According to Hutton, the Truss ‘supply side reforms’ amount to:
- removing the few remaining employment protection laws (when UK has already the least regulated labour market in the OECD),
- putting a union jack on regulations (thereby diverging from regulations and standards in our biggest market, Europe),
- permitting fracking (in a country where the risks of damage and subsidence are particularly high),
- scrapping incentives to go green (when the world and the UK is suffering hugely from climate change), and
- investment zones (where the evidence shows that these displace economic activity rather than creating new).
He notes that successive UK chancellors have cut the UK corporation tax from 26% to 19% since 2010, and the UK still remains bottom of the G7 league for private business investment.
Hutton’s verdict is that all this ‘ruinous nonsense’ is ‘populist bullshit’. It is Truss the insurgent, carrying the Thatcherite flame to lead a deranged and factionalised Tory ecosystem of Party, think-tanks and media outriders.
The Current State of the Economy
The UK Economy and particularly public serves have taken a battering in recent years. James Kirkup writing in the Financial Times on 13 August said that
‘Public services will wither unless the UK makes hard tax choices’.
After the 2008 credit crunch, came a decade of Government-induced austerity followed by Brexit, the Pandemic, and now the Ukraine war. In education, teachers have seen a large decrease in their earnings, and school buildings and other facilities are in poor shape. In health, there are 100,000 job vacancies and a shortage of beds. The NHS relies on foreign doctors and nurses to an unhealthy extent, medical facilities are understaffed, and waiting times for treatment are long. In social care, nothing has been ‘fixed’. In agriculture, crops are left to rot, pigs are slaughtered and their carcasses burnt, all because the relevant labour is in short supply. Farmers are facing cheaper and environmentally-below-standard imports from Australia and New Zealand. Transport is suffering from shortages of lorry drivers, airport luggage and customs chaos, long queues at Dover, and rail strikes. Police services are struggling with shortage of manpower, internal discipline problems, and low public confidence. Local Government services have been severely reduced due to Central Government reducing grants.
Households are experiencing hardship and falls in living standards due to general inflationary pressure, below-inflation wage rises, and enormous rises in energy costs.
And now the Bank of England Monetary Policy Report for August 2022 forecasts a recession for the UK (two successive quarters with negative growth), and inflation to reach 13% this year.

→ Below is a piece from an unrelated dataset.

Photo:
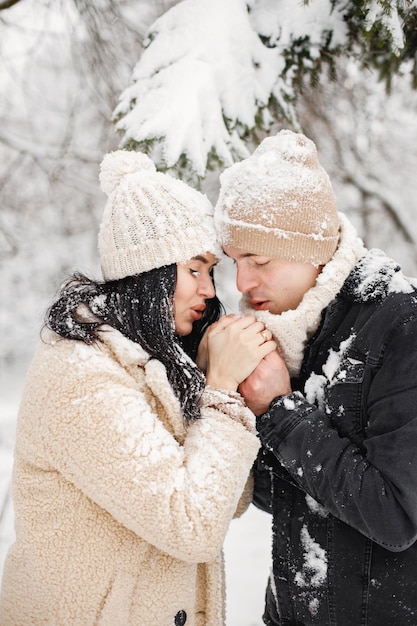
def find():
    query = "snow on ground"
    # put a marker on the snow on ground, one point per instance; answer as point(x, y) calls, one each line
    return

Interest rates are rising.
A New Prime Minister
In spite of all this, Ms Truss insisted (Independent 5 August 2022) that a recession was “not inevitable” and repeated her belief that her plans would provide economic growth.

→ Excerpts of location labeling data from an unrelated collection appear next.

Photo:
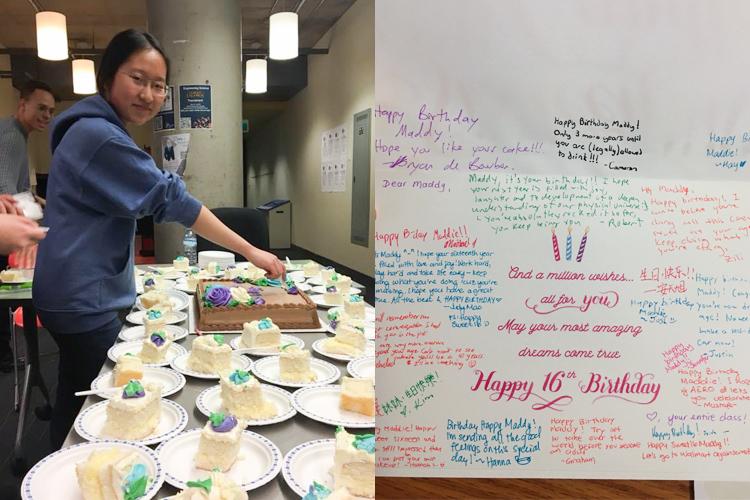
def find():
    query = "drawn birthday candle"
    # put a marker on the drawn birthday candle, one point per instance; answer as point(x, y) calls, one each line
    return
point(555, 246)
point(582, 247)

But expecting Truss to come in as a new Prime Minister and turn the juggernaut that is the UK economy round with her plans for economic growth is pure moonshine.

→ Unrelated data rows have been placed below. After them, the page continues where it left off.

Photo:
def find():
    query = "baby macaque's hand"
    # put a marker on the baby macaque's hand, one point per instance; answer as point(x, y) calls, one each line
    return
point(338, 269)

That Daily Mail headline should have read:
“Truss has the ideological conviction of the deranged to worsen the deeply damaged UK that Boris has helped to cause”.
And the Daily Express headline should have read:
“Truss: Only I can deliver the changes that the UK desperately doesn’t need”.
Economic Growth will not be ‘delivered’ by sound-bites but only by an intelligent, informed, open-minded and caring Prime Minister, which Liz Truss does not appear to be, and a competent Government, which this one is not.